Media criticism of the Employment Tribunal system receives backlash from employment law community
25th February 2021
The start of the month was greeted by an article from The Times entitled “Tribunal system chaos: No experience necessary to be a judge in hearings free-for-all”. This provocative title aptly summarises the wide-ranging criticism made within of the Employment Tribunal system, extending to attacks on Judges as being insufficient qualified and experienced.
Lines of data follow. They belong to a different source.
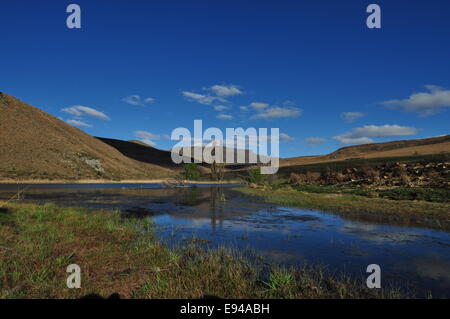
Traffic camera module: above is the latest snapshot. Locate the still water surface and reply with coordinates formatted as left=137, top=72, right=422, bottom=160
left=0, top=184, right=450, bottom=297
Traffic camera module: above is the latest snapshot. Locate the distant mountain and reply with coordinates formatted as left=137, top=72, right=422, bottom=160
left=280, top=135, right=450, bottom=166
left=0, top=92, right=450, bottom=180
left=0, top=93, right=173, bottom=180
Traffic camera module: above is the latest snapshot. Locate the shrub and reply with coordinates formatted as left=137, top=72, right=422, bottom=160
left=289, top=173, right=303, bottom=184
left=247, top=168, right=265, bottom=184
left=180, top=163, right=201, bottom=180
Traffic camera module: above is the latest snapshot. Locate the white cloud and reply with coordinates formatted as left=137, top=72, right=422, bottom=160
left=61, top=105, right=110, bottom=120
left=250, top=102, right=269, bottom=112
left=122, top=94, right=155, bottom=106
left=252, top=106, right=302, bottom=119
left=214, top=105, right=229, bottom=111
left=341, top=112, right=366, bottom=123
left=333, top=135, right=374, bottom=145
left=333, top=124, right=418, bottom=144
left=382, top=85, right=450, bottom=116
left=140, top=139, right=157, bottom=146
left=280, top=133, right=295, bottom=141
left=134, top=131, right=162, bottom=146
left=206, top=85, right=244, bottom=96
left=67, top=120, right=92, bottom=127
left=305, top=137, right=326, bottom=146
left=181, top=91, right=221, bottom=105
left=216, top=113, right=233, bottom=120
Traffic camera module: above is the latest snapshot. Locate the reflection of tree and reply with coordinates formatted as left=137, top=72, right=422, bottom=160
left=211, top=141, right=225, bottom=181
left=210, top=186, right=225, bottom=230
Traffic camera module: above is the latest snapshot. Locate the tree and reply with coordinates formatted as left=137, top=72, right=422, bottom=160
left=180, top=163, right=201, bottom=180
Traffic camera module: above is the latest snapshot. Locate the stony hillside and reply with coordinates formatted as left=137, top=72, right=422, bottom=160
left=280, top=135, right=450, bottom=166
left=0, top=93, right=173, bottom=180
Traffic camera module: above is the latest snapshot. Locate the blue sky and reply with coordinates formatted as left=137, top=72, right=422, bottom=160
left=0, top=0, right=450, bottom=157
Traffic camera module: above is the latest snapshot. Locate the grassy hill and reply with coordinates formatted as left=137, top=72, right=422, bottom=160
left=280, top=135, right=450, bottom=167
left=0, top=93, right=173, bottom=180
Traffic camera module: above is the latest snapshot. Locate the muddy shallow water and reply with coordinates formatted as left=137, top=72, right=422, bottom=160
left=0, top=184, right=450, bottom=297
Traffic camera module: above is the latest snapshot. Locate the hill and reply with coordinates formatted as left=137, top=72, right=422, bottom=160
left=0, top=93, right=173, bottom=180
left=280, top=135, right=450, bottom=166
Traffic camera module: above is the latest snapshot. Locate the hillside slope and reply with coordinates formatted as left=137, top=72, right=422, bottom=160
left=280, top=135, right=450, bottom=166
left=0, top=93, right=172, bottom=179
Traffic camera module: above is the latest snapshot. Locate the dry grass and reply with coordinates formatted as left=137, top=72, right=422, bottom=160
left=0, top=93, right=171, bottom=181
left=0, top=204, right=402, bottom=298
left=237, top=187, right=450, bottom=230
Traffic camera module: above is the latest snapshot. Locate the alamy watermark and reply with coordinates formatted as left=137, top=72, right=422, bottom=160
left=171, top=120, right=280, bottom=174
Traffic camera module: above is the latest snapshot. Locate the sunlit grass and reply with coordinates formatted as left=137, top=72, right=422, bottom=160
left=0, top=203, right=410, bottom=298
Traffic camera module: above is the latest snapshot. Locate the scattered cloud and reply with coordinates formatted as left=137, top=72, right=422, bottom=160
left=280, top=133, right=295, bottom=141
left=252, top=106, right=302, bottom=120
left=305, top=137, right=326, bottom=146
left=250, top=102, right=269, bottom=112
left=205, top=85, right=244, bottom=96
left=140, top=138, right=157, bottom=146
left=333, top=124, right=418, bottom=144
left=61, top=105, right=110, bottom=120
left=181, top=91, right=221, bottom=105
left=122, top=94, right=156, bottom=106
left=341, top=112, right=366, bottom=123
left=382, top=85, right=450, bottom=116
left=134, top=130, right=170, bottom=146
left=214, top=105, right=230, bottom=112
left=67, top=120, right=92, bottom=127
left=134, top=131, right=161, bottom=140
left=134, top=130, right=161, bottom=146
left=216, top=113, right=233, bottom=120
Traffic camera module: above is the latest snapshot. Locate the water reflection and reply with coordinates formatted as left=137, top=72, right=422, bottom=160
left=0, top=184, right=450, bottom=296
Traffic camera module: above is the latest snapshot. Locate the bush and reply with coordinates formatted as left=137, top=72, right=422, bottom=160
left=289, top=173, right=303, bottom=184
left=180, top=163, right=201, bottom=180
left=247, top=168, right=265, bottom=184
left=379, top=187, right=450, bottom=203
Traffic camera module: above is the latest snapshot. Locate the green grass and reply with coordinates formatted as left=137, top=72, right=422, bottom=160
left=278, top=153, right=450, bottom=177
left=0, top=203, right=404, bottom=298
left=236, top=185, right=450, bottom=230
left=288, top=184, right=450, bottom=203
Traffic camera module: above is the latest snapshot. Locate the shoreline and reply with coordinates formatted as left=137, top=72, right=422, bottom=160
left=234, top=187, right=450, bottom=232
left=0, top=203, right=406, bottom=299
left=0, top=178, right=242, bottom=185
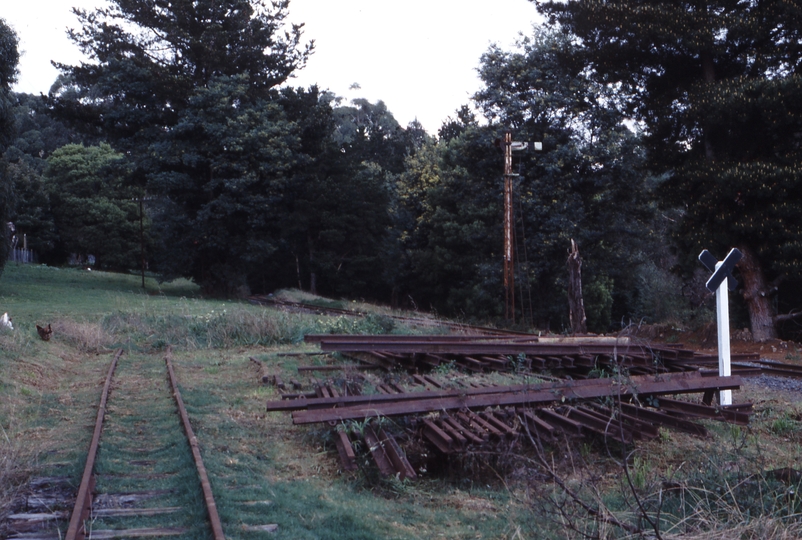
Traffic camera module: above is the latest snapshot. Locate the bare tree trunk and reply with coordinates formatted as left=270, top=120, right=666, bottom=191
left=568, top=239, right=588, bottom=334
left=307, top=236, right=317, bottom=294
left=738, top=246, right=777, bottom=341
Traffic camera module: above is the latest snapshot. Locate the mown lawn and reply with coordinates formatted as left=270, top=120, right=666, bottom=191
left=0, top=264, right=534, bottom=539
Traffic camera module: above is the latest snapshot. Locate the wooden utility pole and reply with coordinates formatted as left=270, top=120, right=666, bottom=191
left=502, top=131, right=543, bottom=324
left=504, top=131, right=516, bottom=323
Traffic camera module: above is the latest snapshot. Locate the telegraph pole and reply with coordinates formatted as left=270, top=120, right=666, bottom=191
left=504, top=131, right=517, bottom=324
left=502, top=131, right=543, bottom=324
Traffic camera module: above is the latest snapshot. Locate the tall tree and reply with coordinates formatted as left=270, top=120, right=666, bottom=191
left=475, top=30, right=651, bottom=331
left=0, top=19, right=19, bottom=272
left=52, top=0, right=312, bottom=294
left=539, top=0, right=802, bottom=340
left=45, top=144, right=149, bottom=269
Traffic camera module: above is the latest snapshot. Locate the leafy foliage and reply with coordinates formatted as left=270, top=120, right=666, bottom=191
left=399, top=32, right=651, bottom=331
left=45, top=144, right=145, bottom=269
left=539, top=0, right=802, bottom=339
left=0, top=19, right=19, bottom=272
left=52, top=0, right=312, bottom=294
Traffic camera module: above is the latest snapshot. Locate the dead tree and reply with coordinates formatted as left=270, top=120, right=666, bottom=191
left=568, top=239, right=588, bottom=334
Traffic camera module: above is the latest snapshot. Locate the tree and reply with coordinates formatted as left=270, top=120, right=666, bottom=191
left=539, top=0, right=802, bottom=340
left=475, top=30, right=652, bottom=332
left=51, top=0, right=312, bottom=294
left=277, top=88, right=398, bottom=299
left=0, top=19, right=19, bottom=272
left=45, top=144, right=145, bottom=269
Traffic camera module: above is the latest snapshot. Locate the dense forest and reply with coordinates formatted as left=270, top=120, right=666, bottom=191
left=0, top=0, right=802, bottom=340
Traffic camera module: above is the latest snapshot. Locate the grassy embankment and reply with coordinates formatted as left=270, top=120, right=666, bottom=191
left=0, top=265, right=802, bottom=539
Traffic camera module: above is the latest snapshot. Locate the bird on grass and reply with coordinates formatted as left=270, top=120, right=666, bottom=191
left=36, top=324, right=53, bottom=341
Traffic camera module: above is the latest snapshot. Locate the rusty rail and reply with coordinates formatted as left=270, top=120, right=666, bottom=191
left=64, top=349, right=225, bottom=540
left=292, top=376, right=741, bottom=424
left=164, top=348, right=225, bottom=540
left=64, top=349, right=123, bottom=540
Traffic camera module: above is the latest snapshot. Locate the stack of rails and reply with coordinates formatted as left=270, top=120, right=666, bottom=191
left=304, top=335, right=758, bottom=379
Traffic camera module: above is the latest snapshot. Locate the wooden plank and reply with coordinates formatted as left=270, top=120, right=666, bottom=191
left=379, top=429, right=418, bottom=480
left=362, top=426, right=395, bottom=476
left=65, top=349, right=123, bottom=540
left=92, top=506, right=181, bottom=517
left=164, top=347, right=225, bottom=540
left=421, top=418, right=454, bottom=454
left=334, top=431, right=358, bottom=471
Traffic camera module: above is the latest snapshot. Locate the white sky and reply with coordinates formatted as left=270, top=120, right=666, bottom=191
left=0, top=0, right=539, bottom=134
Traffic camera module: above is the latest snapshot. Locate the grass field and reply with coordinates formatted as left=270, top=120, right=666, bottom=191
left=0, top=264, right=802, bottom=540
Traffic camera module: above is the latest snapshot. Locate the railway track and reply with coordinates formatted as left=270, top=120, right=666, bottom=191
left=8, top=350, right=225, bottom=540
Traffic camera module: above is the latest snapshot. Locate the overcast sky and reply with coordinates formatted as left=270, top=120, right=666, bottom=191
left=0, top=0, right=539, bottom=134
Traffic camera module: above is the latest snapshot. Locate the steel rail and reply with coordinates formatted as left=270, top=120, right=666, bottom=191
left=164, top=348, right=225, bottom=540
left=304, top=334, right=540, bottom=343
left=320, top=337, right=694, bottom=361
left=64, top=349, right=123, bottom=540
left=292, top=376, right=741, bottom=424
left=266, top=372, right=712, bottom=412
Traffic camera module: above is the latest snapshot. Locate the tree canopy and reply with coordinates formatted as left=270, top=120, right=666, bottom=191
left=539, top=0, right=802, bottom=339
left=0, top=19, right=19, bottom=272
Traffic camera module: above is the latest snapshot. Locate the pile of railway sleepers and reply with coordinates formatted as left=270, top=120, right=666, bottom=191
left=305, top=334, right=759, bottom=379
left=267, top=364, right=751, bottom=478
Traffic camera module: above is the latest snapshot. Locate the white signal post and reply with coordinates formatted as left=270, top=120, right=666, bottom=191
left=699, top=248, right=743, bottom=406
left=716, top=261, right=732, bottom=406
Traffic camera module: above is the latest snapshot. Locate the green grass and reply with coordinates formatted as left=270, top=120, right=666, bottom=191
left=0, top=264, right=802, bottom=540
left=0, top=265, right=515, bottom=540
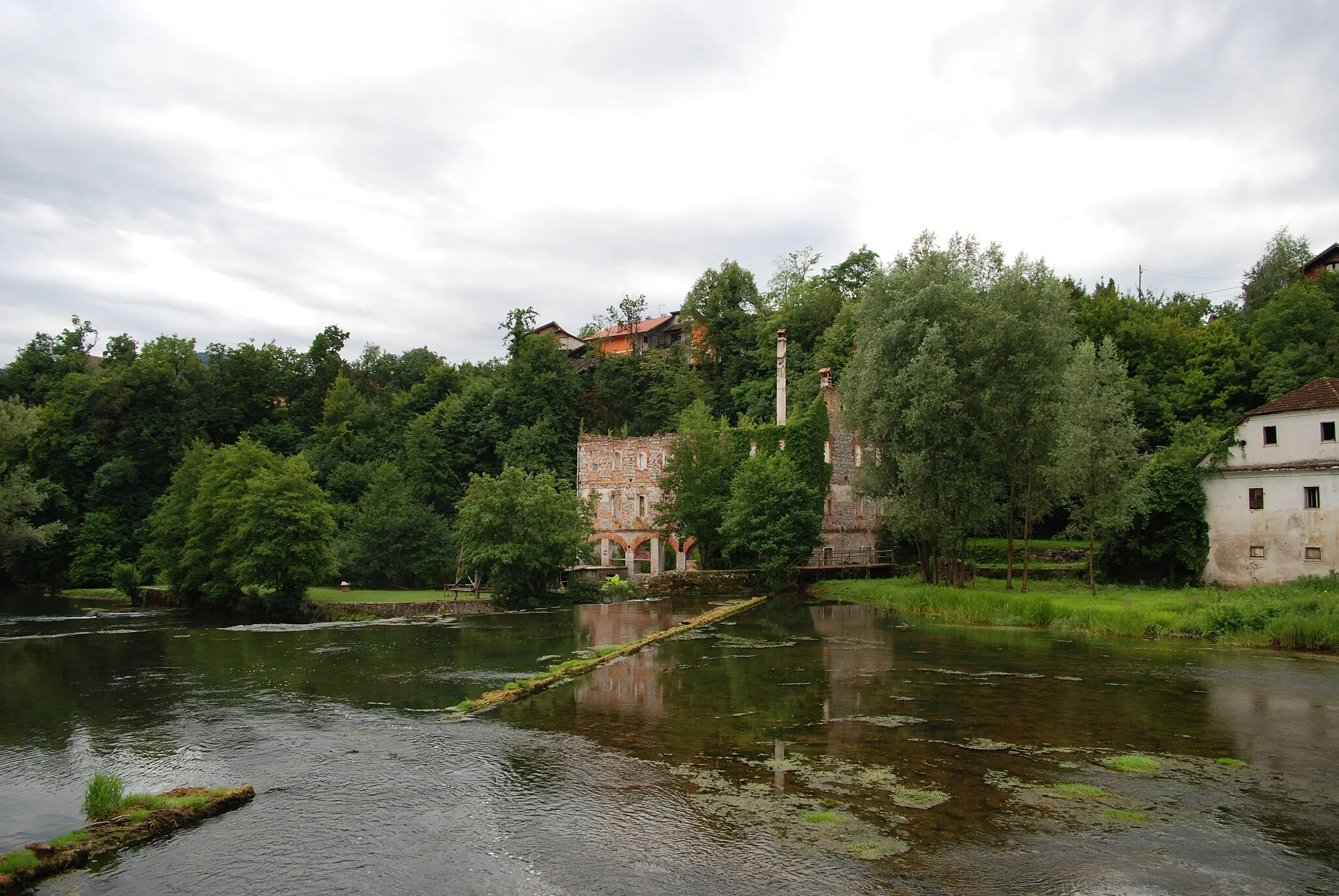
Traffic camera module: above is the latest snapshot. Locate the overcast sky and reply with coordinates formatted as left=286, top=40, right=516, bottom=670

There followed a similar article on 18 February from the politically aligned Daily Mail entitled “'You can't sack me - I'll sue': Farce of employment tribunals as a THIEF claims unfair dismissal, a detective launches thirteen failed complaints and a nurse says 'crack the whip' was racist”. Echoing the criticism made in The Times article, this second article similarly attempted to criticise individual decisions and again attacked the judges, for example pointing out that ‘new judges are new’ with the statement “Half of the new judges, though qualified lawyers, have never sat before”.
Perceived problems with the system was again the focus and one statement included that “Delays have become so protracted that one centre, the London South Employment Tribunal, is — astonishingly — taking an average of six years to process claims, according to Her Majesty’s Courts And Tribunal Service”. It is unclear what data this was based on or what is meant by “process” but readers of this newsletter will no doubt have experienced that 6 years from a claim being issued to resolution is far beyond the average.
The articles and polemic against the Employment Tribunal and personnel involved therein has received widespread criticism. In response to The Times’ article, a joint letter was sent on behalf of the ELA, ELBA and ILS expressing disappointment with its inaccuracies. On social media, the employment law community has similarly expressed astonishment at what has been criticised as the inaccurate picture presented by the articles. More broadly, there is growing anticipation that the attack made on the Tribunal system was part of a co-ordinated political decision to fuel the perception of the public that reform is needed, in particular paving the way for the re-introduction of fees previously abandoned after the Supreme Court’s judgment in Unison. Strong concerns have been expressed that this latest media attack reflects a political briefing used to distort public perception and present an inaccurate and more pessimistic picture in order to secure public support for reform of the Tribunal system.